Si les esprits s'échauffent tant, c'est que la réforme débattue ce lundi dans l'hémicycle pourrait modifier les équilibres politiques dans la cité phocéenne tout comme à Paris ou à Lyon, de façon plus ou moins importante. De quoi susciter des réticences au sein même du gouvernement.

Le ministre de l'Intérieur Bruno Retailleau, pourtant en charge de l'organisation des élections, est en service minimum. C'est donc le ministre des Relations avec le Parlement Patrick Mignola qui va représenter l'exécutif dans l'hémicycle avec la tâche d'éviter que l'implosion du bloc commun sur le sujet ne saute trop aux yeux.
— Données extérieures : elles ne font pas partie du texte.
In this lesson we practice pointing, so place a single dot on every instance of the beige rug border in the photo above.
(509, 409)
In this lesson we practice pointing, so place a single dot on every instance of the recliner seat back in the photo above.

Une réforme qui ne changerait pas fondamentalement les résultats

À Paris, l'application de la réforme au scrutin de 2020 n'aurait pas changé les résultats. Mais elle aurait permis à Anne Hidalgo d'avoir une majorité encore plus large au conseil de Paris. Dans le camp des macronistes, beaucoup y voient cependant la possibilité de faciliter une éventuelle victoire de Rachida Dati en 2026 alors qu'elle devrait être à nouveau candidate, après sa large défaite en 2020.

Les élus LR de Paris, déjà scindés en 3 groupes d'oppositions distincts sont cependant divisés sur la réforme. Même topo à Lyon où si les règles de ce texte avaient été appliquées en 2020, l'écologiste Grégory Doucet aurait également été élu.

Mais à Marseille, la différence aurait été plus notable. La majorité municipale, aujourd'hui incarnée par Benoît Payan qui défend la réforme, aurait gardé le même nombre de sièges. Mais la droite aurait été vue son nombre d'élus au conseil municipal amputé. Le RN, lui, aurait eu plus d'élus.